Verder hebbe uedele achtbaere niet meer te melden als alleen sedert mijn vertrek uijt het vaderland tot alhier aan de cust hebbe een doode van mijn scheeps[volck] genaamt Roeloff Sieverts, gebooren tot Breeswijk in Noordwegen, dewelke de gantsche uijtreijse siekelijk heeft geweest, overleden den 24 dec. 1761 ter rheede Kleen Basa.

Voor het overige ben, God sij gedankt, benevens mijn officieren en matroosen nog alle gesond soals ik wensch dese uedele achtbaere en famillie mag aantreffen en sal uedele achtbaere bij nader occasie de omstandigheeden van mijne reijs bekendmaken.

Waarmede blijve na minsame groetenisse en uedele achtbaere en famillie onder Godes heijlige protexcie bevolen te hebben, so betuijge met alle eerbiet te sijn,

weledele achtbaere heeren dierecteuren mijn heeren

uw dienstwillige dienaar Jan Menkenveld

 

[3e brief 1 mei 1762]

[adres]

In ’t Commercie Compagnie snaauwschip D’Eenigheid capiteijn Jan Menkenveld leggende ter rheede van d’Elmina den 1 meij 1762 ontvangen 6 september

In het Commercie Compagnie snaauwschip D’Eenigheijd, desen 1ste meij 1762 ter rheede d’Elmina

Weledele achtbaere heeren dierecteuren van de Commercie Compagnie

Mijn heeren,

Mijn laaste aan uedele achtbaere was gedateert den eersten januarie 1762. Volgens inleggende copie ter rheede Groot Basa met inhebbende elf slaaven, alwaar wij den 3 dito ben vertrokken en langst de cust genegotieerd, so syn wij den 9 februarie aan Caap Lahoe ten anker gekomen met eenhondert slaaven. Vonden geankerd leggen den scheepe genaamdt Jacoba Maria, gecommandeert door den capteijn David Soloni van Vlissingen, die den 11 dito na beneden vertrok. Den 20 dito quam bij ons ten anker het fregatschip De Guineesche Vrienden, capteijn A. Meijer, die wij den 22 dito in een goeden welstand hebbe gelaten en vertrokken na Axim, alwaar wij den 5 maart met 277 slaven op de rheede quamen. Den 21 maart vertrokken wij van Axim met 288 slaaven, negotieerden langs de cantooren, arriveerden den 12 april met 305 slaaven op de rheede d’Elmina, vonden hier op de rheede ten anker leggen het fregatschip De Publicola, gecommandeert door den capteijn Jacob van Bel van Rotterdam, die alhier om slaven gedestineerd was. Sagen dan capteijn David Soloni aan Caap Cors op de Engelsche rheede leggen, welke beijde scheepen van hier na Suriname sullen vertrekken, meede zeijlrheede leggen.

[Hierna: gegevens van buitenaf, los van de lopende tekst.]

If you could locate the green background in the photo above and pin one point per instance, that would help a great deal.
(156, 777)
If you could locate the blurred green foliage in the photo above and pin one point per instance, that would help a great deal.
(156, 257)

Wij nemen hier water en brandhoudt in en slaan het restand van waatervaaten op. Hebbe ook eenige milie gekogt. Alhier is de tijding van capteijn Den Hollander, Casteleijn en Hermans, dewelke aan de bovencust waren. De slaaven sijn alhier op een prijs van 10 à 11 en de goederen worden alhier in goud, minder als vaderlandse prijsen verkogt, ja selfs de cooplieden alhier verkoopen de bajutapauts, negatepauts, chellous, blaauw guinees en catoenen voor 12½ guldens aan de negers.

De ankers drank van hetselve en komd anders niet vandaage als door de Engelsche, die veel panewerk en drank uijtbrengen. Het cruijd is mede niet willig; werd ook nabij vaderlands geld verkogt. Het geweer is alhier nog het beste van al getrokken.

Na de alwijse en de wonderbare schikkinge des Alderhoogsten onder afbiddinge en inwagtinge van Sijne dierbare segeninge met een getal van 319 slaaven na America, te weten levendige slaven, vertrokken den 2en meij, hebbe 7 doode slaven. De ingenegotieerde slaaven sijn ten getalle van 326 coppen en de olijphandtstanden is 3.611 lb. en 322 lb. crevel, hebbe ook nog eenige cargasoengoederen overig, die onverkogt sijn. Sal uedele achtbaere bij mijn arrivement in de West-Indiën, dat God geve, dog wat plaats ik aldaar aandoen sal, weet ik nog niet. Sal dan uedele achtbaere een rekening-courand toesenden benevens de omstandigheeden van de reijs bekentmaken, also het mij door mijn vertrek tegenswoordig onmogelijk is.

Sedert mijn vertrek uijt het vaderland hebbe in alles drie dooden van mijn scheepsvolk soals uedele achtbaere hierinne suld bevinden als Roelof Sievarts, geboortig tot Breeswijk in Noordwegen, overleden den 24 december 1761 ter rheede Kleen Basa, en den bootsmansmaat Hans Cramer van Coppenhage, die den eersten januarie 1762 des ’s nagts is overboord gevallen en verdronken, en den 22 februari 1762 met de boot de tijding bekomen, dewelke uijt negotieeren was geweest, alsdat den matroos Maarten Cappel van Vlissingen, in deselve geweest sijnde, is verdronken.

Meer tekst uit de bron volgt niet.